The Case For Getting There First


None of these complications make GPU compute futures impossible. They make them harder than the press releases suggest.


ICE has infrastructure advantages that matter for new contract launches. It operates the New York Stock Exchange and some of the world's largest energy and environmental derivatives markets. Its listing of carbon and energy futures gives it relationships with the institutional buyers and operators who would constitute the first wave of GPU hedgers. CME Group similarly operates the world's largest derivatives exchange and has the distribution to get contracts in front of the participants who need them.


The OCPI index's design, built only from printed transactions and distributed on Bloomberg Terminal, addresses one of the critical deficiencies that plagued earlier attempts at compute pricing benchmarks. An index built from actual trades is more defensible as a settlement reference than one built from surveys or quoted rates.


The volatility case is also stronger now than it was for water futures in 2020. California water prices move slowly relative to B200 spot prices. The spread between the cheapest and most expensive H100 providers has more than doubled since late 2025. AI labs and enterprises running $50 million annual compute budgets have genuine economic motivation to hedge in ways that California farmers with water rights did not.


What to Watch


Whether either contract sustains volume will likely come down to whether the actual hedgers, not the speculators, show up. Futures markets fail when they attract only traders betting on price direction and cannot build a base of natural hedgers who have underlying exposure they want to offset. The natural hedgers in GPU compute are AI labs, neocloud providers, and large enterprises with committed training workloads. Getting them to participate requires contract specifications precise enough to match their actual exposure, settlement mechanisms they trust, and enough liquidity to enter and exit without material slippage.

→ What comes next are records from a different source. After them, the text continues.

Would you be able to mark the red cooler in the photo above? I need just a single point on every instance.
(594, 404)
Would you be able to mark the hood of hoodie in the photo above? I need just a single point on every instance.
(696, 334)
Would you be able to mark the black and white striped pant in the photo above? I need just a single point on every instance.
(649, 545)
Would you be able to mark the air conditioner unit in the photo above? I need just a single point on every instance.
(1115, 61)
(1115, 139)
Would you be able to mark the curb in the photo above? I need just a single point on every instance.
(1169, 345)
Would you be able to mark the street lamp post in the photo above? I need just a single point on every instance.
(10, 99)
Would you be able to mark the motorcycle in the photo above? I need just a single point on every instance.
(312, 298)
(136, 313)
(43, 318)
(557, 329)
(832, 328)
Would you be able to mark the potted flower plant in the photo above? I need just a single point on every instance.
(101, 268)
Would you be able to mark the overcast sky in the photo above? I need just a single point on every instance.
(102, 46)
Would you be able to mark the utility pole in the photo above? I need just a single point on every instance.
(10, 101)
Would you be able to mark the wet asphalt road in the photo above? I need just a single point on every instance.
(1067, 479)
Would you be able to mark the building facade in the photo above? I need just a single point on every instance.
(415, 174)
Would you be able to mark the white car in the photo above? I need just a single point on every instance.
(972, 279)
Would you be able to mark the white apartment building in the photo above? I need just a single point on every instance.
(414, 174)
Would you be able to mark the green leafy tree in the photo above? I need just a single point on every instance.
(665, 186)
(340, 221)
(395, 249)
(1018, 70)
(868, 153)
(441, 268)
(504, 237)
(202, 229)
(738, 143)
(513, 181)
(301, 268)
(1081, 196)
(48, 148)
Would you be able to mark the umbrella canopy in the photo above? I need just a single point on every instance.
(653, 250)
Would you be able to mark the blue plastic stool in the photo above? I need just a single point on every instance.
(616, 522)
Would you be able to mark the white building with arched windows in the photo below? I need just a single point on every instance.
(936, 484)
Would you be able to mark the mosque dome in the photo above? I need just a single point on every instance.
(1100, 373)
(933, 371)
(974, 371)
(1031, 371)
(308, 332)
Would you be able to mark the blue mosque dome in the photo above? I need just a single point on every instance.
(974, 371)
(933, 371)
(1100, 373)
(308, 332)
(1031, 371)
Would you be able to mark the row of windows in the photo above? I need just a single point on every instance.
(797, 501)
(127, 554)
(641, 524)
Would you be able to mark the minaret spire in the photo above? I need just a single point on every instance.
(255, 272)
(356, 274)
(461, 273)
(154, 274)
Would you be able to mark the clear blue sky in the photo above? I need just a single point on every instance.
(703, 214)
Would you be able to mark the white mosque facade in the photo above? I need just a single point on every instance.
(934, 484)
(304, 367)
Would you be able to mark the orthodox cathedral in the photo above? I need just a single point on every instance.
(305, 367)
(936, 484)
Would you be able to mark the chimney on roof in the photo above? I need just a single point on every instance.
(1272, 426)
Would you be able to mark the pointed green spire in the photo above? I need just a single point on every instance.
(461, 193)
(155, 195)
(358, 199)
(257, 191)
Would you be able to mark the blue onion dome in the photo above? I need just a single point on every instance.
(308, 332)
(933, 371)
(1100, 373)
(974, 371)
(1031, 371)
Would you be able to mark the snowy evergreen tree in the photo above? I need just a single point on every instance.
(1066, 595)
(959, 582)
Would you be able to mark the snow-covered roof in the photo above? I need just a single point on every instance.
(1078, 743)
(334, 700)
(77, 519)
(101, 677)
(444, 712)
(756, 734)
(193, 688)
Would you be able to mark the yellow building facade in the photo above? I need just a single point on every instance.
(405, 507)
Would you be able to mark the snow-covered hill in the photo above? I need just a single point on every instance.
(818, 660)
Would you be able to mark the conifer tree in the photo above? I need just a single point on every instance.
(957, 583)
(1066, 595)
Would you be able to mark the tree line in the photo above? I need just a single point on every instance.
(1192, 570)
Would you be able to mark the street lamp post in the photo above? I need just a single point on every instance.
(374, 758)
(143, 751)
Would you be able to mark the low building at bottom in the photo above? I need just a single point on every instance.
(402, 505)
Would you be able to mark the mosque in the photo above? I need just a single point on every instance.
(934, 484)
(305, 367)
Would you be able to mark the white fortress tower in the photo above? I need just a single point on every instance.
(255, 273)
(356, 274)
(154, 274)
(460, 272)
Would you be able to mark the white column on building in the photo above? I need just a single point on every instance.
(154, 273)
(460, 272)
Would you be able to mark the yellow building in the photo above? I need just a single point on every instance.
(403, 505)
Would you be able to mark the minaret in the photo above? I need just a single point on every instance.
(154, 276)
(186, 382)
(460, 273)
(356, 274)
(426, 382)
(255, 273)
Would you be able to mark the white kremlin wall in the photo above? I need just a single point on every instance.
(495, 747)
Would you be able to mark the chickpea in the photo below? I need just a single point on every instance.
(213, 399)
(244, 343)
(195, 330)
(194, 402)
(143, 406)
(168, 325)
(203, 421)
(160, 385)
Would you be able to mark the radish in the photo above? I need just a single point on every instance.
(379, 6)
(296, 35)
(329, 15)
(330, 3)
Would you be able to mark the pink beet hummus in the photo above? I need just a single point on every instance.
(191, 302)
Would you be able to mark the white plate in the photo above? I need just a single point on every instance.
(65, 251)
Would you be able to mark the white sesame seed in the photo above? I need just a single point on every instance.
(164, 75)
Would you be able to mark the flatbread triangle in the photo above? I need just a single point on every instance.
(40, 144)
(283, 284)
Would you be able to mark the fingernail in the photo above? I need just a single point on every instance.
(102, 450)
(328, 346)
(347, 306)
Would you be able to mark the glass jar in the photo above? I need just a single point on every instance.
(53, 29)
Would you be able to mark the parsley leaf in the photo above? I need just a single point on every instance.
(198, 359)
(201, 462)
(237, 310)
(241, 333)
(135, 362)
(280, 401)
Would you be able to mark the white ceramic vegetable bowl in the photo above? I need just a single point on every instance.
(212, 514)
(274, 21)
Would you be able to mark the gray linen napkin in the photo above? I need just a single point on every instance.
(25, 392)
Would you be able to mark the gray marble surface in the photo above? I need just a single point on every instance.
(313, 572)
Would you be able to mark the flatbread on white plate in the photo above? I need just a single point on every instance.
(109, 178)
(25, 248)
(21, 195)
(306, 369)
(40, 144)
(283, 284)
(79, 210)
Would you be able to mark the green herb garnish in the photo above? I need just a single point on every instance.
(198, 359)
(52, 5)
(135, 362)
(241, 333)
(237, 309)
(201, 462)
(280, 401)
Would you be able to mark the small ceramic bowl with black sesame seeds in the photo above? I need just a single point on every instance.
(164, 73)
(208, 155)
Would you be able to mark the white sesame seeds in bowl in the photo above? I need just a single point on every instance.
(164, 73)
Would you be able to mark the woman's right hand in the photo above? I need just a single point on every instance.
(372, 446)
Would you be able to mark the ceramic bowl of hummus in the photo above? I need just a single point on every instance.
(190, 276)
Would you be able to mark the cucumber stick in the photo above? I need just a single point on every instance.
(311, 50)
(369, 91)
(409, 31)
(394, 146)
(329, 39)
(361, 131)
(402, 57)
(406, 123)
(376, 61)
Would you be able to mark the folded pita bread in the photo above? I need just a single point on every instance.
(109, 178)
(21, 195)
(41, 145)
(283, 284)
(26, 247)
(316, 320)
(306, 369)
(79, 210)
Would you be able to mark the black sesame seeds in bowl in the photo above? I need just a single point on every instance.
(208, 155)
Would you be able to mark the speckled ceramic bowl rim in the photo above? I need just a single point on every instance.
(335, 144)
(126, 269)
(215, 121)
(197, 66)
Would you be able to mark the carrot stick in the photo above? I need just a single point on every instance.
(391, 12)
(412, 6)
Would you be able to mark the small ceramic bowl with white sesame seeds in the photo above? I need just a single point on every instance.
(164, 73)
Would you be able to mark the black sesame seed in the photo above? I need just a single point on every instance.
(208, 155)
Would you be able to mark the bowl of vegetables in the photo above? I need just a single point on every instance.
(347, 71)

The water futures market had a credible problem to solve and credible institutions behind it. Five years later it effectively does not trade. Carbon credit futures have had partial success in regulated compliance markets and near-zero adoption in voluntary markets. GPU compute has better volatility characteristics than either, but worse standardization and more concentrated supply.


The ICE-Ornn and CME-Silicon Data announcements are credible first steps. Whether they become the NYMEX crude oil contract of the AI economy, which launched in 1983 and took years to find its footing before becoming the world's most actively traded commodity contract, or whether they join the longer list of financial instruments that solved a real problem no one would pay to hedge, remains genuinely open.